This task will prove insurmountable. Nevertheless, the imperial model, the contours of which emerged under the Moscow Rurikovichs, will ensure the reproduction of domestic statehood and its international weight for several centuries. But this model was as strong as it was fragile, and therefore not immune from catastrophic collapses.

The first of them will happen at the beginning of the 17th century and will be a consequence of the unresolved problems that turned out to be a stumbling block for Moscow rulers. These problems were partly due to the incompleteness of the post-Mongol centralized statehood. But among them there were also those who, while preserving this model and any of its transformations, were not solved at all.

Let's fix both of them again.

1. The dynastic-tribal principle of power, replaced by the dynastic-family principle in relation to the first person of the state, was preserved in the near-power boyar layer of Moscow Rus'. The former princes, who owned individual territories and then moved to Moscow, continued to view Rus' as their collective patrimonial fiefdom, which they had the right to govern together with the sovereign. Their claims were embodied in the practice of localism, which made the occupation of government positions dependent on the nobility of origin and the official status of their ancestors. This practice, on the one hand, prevented the promotion of the most capable people, and on the other hand, it blocked the consolidation of the boyars, making them powerless in the face of the arbitrariness of the autocratic power that was being formed in post-Horde Rus'. But this created a situation in which the intra-elite basic consensus regarding the understanding of the common interest could not gain stability. His instability, hidden for the time being, revealed itself during the period of military defeats and was expressed in the total distrust of the personification of the general interest in the entire princely-boyar and church elite. It was then that the conflict initially inherent in the Moscow statehood emerged between the principle of individual autocratic rule, which tended towards arbitrariness, and the aristocratic principle, which presupposed guaranteed protection of the elite from such arbitrariness.

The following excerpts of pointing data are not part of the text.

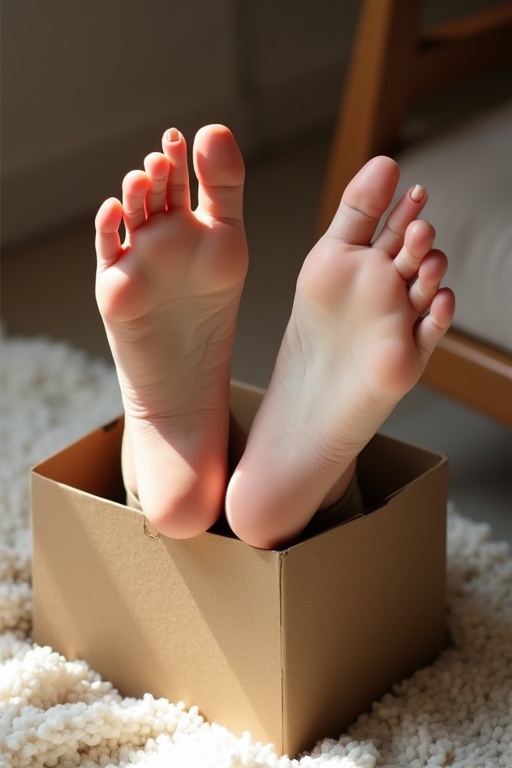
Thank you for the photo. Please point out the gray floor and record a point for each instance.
(47, 287)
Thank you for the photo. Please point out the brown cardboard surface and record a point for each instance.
(291, 645)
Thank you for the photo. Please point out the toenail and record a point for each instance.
(418, 193)
(172, 134)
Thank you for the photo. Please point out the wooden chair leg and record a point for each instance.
(376, 93)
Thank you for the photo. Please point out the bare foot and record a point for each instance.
(365, 320)
(169, 298)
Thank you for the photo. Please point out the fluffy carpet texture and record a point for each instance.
(53, 711)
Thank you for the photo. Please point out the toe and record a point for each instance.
(431, 272)
(431, 329)
(408, 208)
(418, 242)
(364, 201)
(178, 188)
(136, 185)
(156, 166)
(107, 223)
(220, 172)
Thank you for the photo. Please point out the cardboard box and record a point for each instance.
(291, 645)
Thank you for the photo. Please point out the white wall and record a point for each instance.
(88, 86)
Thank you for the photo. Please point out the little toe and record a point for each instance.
(178, 185)
(364, 201)
(107, 223)
(220, 172)
(418, 241)
(430, 329)
(156, 166)
(136, 185)
(408, 208)
(431, 272)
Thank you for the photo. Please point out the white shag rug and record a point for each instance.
(55, 712)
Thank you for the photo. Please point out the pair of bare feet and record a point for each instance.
(368, 312)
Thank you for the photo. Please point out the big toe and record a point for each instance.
(364, 201)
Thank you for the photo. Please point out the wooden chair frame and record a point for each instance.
(394, 62)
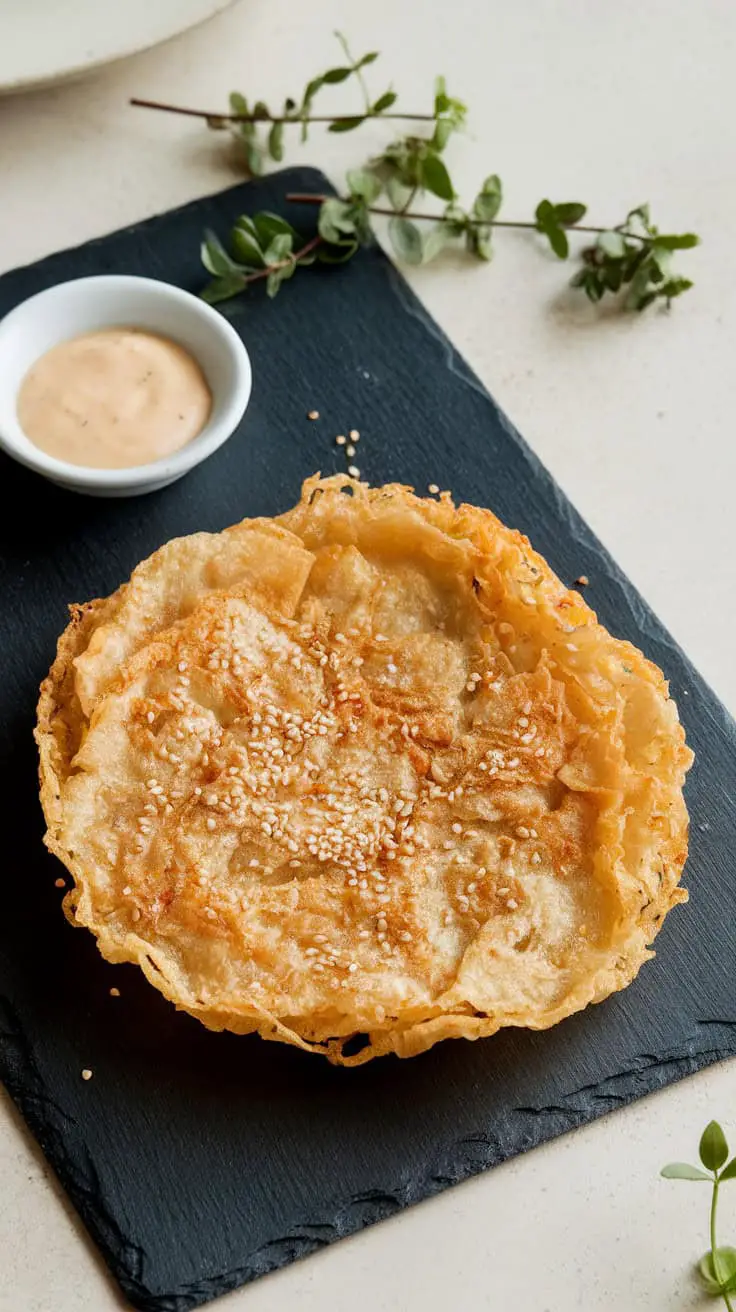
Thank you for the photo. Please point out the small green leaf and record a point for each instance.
(570, 211)
(558, 240)
(436, 240)
(266, 226)
(273, 282)
(385, 101)
(444, 129)
(682, 1170)
(436, 177)
(335, 221)
(728, 1172)
(685, 242)
(455, 219)
(612, 244)
(723, 1282)
(215, 257)
(364, 183)
(406, 239)
(276, 142)
(255, 159)
(336, 75)
(714, 1148)
(222, 289)
(245, 244)
(347, 125)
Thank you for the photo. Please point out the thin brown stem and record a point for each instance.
(281, 264)
(268, 118)
(315, 198)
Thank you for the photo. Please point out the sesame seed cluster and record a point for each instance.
(335, 779)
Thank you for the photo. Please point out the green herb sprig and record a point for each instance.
(630, 261)
(716, 1269)
(260, 133)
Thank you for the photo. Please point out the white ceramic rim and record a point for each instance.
(169, 466)
(133, 43)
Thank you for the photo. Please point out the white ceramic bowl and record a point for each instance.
(117, 301)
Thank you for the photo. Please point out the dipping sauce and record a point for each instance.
(113, 399)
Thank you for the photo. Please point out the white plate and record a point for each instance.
(43, 41)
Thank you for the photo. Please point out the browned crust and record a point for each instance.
(504, 559)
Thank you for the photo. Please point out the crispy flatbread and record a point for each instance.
(362, 778)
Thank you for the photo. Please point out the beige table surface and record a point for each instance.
(613, 104)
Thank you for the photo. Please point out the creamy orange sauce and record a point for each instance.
(114, 398)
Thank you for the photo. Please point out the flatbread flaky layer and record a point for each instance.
(362, 777)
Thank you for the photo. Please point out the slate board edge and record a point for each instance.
(471, 1155)
(642, 614)
(353, 1215)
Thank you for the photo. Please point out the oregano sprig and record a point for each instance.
(630, 260)
(716, 1269)
(260, 133)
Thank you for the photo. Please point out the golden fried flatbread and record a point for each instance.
(362, 778)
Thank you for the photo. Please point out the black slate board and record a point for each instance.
(200, 1161)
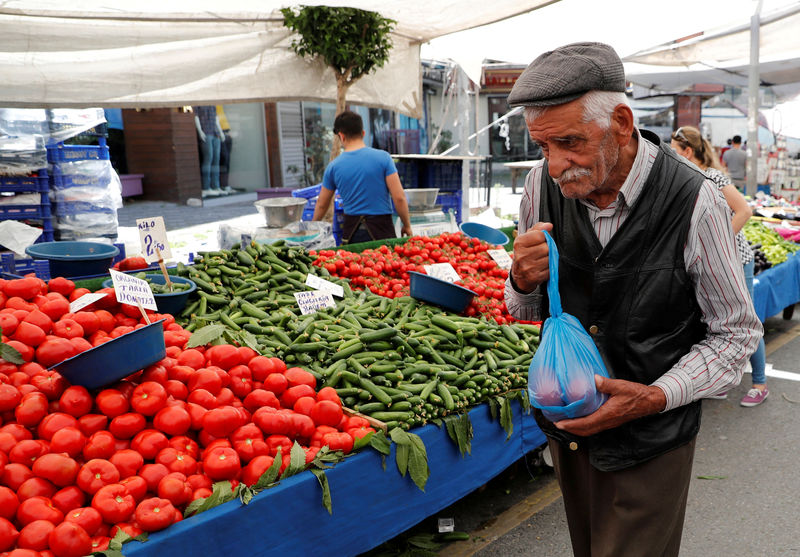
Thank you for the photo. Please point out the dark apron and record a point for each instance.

The fact that this statehood was able to survive after the horrors of oprichnina terror and the crushing defeat in the Livonian War testified to the overwhelming political and sociocultural superiority of the autocratic principle over the aristocratic one. But this statehood collapsed when the sacredness of the autocracy was shaken by the breakage of the dynastic branch. The latent conflict between the two principles resulted in a clash within the political elite itself between supporters of the unborn Boris Godunov, who gravitated toward autocracy (only this made him independent of the well-born) and adherents of the Rurikovich descendant Vasily Shuisky, who expressed their desire to insure themselves against autocratic dictatorship. As a result, Shuisky and the forces behind him placed their bets on the impostor, after which the unrest quickly spread downwards, turning from the top to the nationwide one.

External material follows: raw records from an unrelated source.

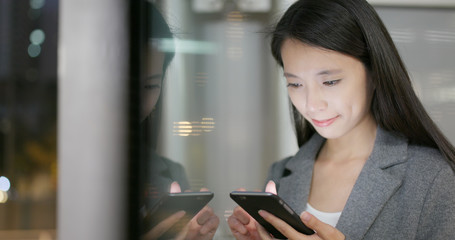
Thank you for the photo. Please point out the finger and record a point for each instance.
(210, 225)
(175, 187)
(242, 215)
(165, 225)
(281, 225)
(236, 226)
(204, 215)
(271, 187)
(262, 232)
(324, 231)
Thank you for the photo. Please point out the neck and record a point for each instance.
(357, 144)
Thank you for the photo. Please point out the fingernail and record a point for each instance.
(181, 213)
(263, 213)
(306, 216)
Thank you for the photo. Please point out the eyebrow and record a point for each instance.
(330, 72)
(154, 76)
(323, 72)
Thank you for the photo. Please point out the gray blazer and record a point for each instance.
(404, 191)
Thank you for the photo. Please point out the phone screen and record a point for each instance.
(252, 202)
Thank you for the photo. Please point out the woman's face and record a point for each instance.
(331, 90)
(151, 85)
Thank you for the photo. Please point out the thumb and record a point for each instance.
(175, 187)
(271, 187)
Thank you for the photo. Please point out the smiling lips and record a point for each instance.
(324, 123)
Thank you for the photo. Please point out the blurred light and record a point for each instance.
(403, 35)
(207, 6)
(3, 197)
(184, 46)
(44, 235)
(4, 184)
(34, 50)
(37, 4)
(37, 37)
(440, 36)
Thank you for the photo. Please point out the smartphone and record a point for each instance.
(170, 203)
(252, 202)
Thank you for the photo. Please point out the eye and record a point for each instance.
(294, 85)
(331, 82)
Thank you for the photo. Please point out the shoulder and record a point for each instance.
(427, 159)
(172, 165)
(277, 169)
(428, 167)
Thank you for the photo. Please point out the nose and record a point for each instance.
(315, 101)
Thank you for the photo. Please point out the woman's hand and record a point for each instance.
(323, 231)
(242, 225)
(202, 227)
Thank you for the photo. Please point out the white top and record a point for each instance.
(326, 217)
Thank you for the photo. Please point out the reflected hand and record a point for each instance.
(202, 226)
(162, 227)
(242, 225)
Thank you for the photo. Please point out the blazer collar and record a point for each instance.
(380, 177)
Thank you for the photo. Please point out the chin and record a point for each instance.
(328, 132)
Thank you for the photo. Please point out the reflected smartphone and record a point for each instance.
(170, 203)
(252, 202)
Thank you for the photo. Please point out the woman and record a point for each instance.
(162, 175)
(371, 164)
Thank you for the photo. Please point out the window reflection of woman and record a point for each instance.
(161, 174)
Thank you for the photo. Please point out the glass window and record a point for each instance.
(28, 126)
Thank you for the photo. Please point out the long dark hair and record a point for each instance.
(157, 29)
(353, 27)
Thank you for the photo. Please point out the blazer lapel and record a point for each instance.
(295, 188)
(377, 182)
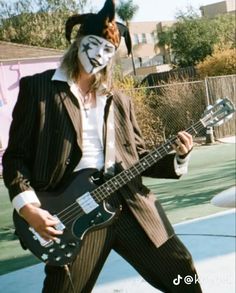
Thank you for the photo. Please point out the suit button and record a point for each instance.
(68, 161)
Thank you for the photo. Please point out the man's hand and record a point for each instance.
(183, 144)
(41, 220)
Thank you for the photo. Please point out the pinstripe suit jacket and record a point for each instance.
(45, 146)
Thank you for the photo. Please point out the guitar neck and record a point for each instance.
(124, 177)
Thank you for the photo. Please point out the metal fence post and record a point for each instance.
(209, 130)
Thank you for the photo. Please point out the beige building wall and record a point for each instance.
(144, 37)
(211, 10)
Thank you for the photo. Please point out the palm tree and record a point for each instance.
(126, 11)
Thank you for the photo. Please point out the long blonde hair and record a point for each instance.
(71, 65)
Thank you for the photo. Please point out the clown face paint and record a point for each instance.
(95, 53)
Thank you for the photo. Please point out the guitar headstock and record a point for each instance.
(217, 114)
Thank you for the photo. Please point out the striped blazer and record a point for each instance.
(45, 146)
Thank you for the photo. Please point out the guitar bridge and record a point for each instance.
(42, 241)
(47, 243)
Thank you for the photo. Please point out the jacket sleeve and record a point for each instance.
(164, 168)
(17, 159)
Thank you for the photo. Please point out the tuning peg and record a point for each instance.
(219, 123)
(218, 101)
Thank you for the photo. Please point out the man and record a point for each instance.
(68, 121)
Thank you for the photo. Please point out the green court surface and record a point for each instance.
(211, 170)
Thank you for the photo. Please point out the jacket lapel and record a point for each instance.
(73, 109)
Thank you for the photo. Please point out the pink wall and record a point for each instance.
(10, 74)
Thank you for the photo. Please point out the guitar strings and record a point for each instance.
(74, 210)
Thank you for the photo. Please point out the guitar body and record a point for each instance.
(80, 207)
(76, 223)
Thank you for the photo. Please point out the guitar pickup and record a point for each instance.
(59, 226)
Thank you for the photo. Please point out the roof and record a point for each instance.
(13, 51)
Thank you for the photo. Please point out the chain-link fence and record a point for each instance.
(164, 110)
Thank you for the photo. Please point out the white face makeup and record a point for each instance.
(95, 53)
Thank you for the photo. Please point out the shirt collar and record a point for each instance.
(60, 75)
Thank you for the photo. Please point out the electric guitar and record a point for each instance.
(81, 207)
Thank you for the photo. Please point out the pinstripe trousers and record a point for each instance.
(158, 266)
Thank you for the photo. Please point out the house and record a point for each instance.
(212, 10)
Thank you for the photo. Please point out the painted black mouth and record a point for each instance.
(95, 63)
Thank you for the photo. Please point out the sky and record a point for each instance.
(161, 10)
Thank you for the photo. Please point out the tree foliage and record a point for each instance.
(193, 38)
(39, 23)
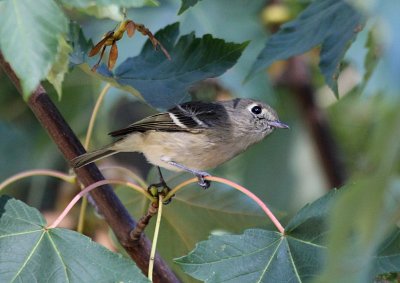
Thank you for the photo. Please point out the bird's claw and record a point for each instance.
(205, 184)
(160, 189)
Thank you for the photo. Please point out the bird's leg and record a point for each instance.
(205, 184)
(154, 189)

Subsequently, the conflict between the two principles will be resolved: the autocracy will establish itself as unlimited in the adoption of laws and decisions, but will refrain from unmotivated tyrannical arbitrariness in relation to the elite. Therefore, this conflict itself can be considered a product of the historical inertia of the pre-Mongol and Mongol eras, and not a product of the Moscow state system. But at the same time, he clearly demonstrated its main property - its inability to cope with the coexistence of different subjects (there can only be one subject in it) and, accordingly, to the legal regulation of relations between them. Such inadaptability will not come back to haunt us soon, but its longevity will turn out to be one of the main reasons that determine the country’s unpreparedness for a legal order even when all non-legal alternatives to it have exhausted themselves.

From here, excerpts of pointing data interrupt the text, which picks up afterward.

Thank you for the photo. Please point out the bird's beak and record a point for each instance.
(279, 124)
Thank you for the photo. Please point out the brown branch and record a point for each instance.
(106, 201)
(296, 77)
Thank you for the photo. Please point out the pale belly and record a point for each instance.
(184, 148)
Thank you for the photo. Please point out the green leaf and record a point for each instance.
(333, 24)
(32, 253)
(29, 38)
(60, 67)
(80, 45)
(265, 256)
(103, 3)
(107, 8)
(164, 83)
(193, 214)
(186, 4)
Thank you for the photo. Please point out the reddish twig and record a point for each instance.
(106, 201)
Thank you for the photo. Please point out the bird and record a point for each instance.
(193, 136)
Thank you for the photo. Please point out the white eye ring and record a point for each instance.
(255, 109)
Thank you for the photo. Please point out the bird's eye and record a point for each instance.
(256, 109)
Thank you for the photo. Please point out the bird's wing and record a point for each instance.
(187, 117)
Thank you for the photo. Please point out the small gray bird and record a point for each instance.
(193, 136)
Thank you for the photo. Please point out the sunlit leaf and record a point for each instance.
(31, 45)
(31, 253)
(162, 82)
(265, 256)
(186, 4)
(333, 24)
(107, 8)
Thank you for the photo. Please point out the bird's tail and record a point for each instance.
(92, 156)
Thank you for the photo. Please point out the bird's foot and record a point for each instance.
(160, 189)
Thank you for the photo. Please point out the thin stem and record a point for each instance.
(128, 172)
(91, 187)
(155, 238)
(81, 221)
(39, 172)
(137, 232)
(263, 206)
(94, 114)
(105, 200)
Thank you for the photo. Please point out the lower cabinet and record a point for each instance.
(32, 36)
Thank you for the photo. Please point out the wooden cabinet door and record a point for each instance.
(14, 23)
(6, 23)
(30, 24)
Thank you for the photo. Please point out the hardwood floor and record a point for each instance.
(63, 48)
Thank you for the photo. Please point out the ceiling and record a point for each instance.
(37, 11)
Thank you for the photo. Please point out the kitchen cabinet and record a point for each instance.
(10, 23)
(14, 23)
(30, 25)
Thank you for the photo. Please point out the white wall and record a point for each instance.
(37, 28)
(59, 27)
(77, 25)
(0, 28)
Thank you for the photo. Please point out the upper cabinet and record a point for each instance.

The pre-Mongol period left behind a tradition of freedom unregulated by law. Moskovsky – the opposing tradition of lawlessness in unfreedom.

2. The sociocultural split that Muscovite Rus' inherited from the previous era was not completely overcome. Partially, it has been preserved on the political surface: localism is a new manifestation of pre-state tribal culture under the conditions of a centralized state. Yes, localism, as subsequent developments showed, turned out to be only the inertia of past experience and could be eliminated. But there were also deeper layers of archaism, which still had a very long – right up to our time – historical life ahead of them.

The state principle, embodied in the sacred personality of the first person and only in it, is not able to displace pre-state culture. Including because it itself relies on this culture, finding in it the main source of its legitimation. But the legitimation of the first person is not yet the legitimation of the state.

The “paternal” model of power, transferred by Moscow rulers from the patriarchal family to the level of large society, does not imply intermediate management links between the father and other household members, and excludes any hierarchy of power among the latter. Therefore, the legitimacy of the ruling class and the state apparatus in this model is not easy to ensure, regardless of how susceptible some of their representatives are to official abuses. The only way developed for this by world history is through the professional and cultural separation of the elite and bureaucrats, which did not exist in Muscovy. Hence the fragility of the basic consensus between the “tops” and the “bottoms”, their existence in a state of constantly reproducing split, which has repeatedly spilled out in popular unrest and which will bring down the state during times of unrest. And this won't be the last time. Because the preserved “paternal” model of statehood, based on the patriarchal component of pre-state culture, preserved that component that the state denies.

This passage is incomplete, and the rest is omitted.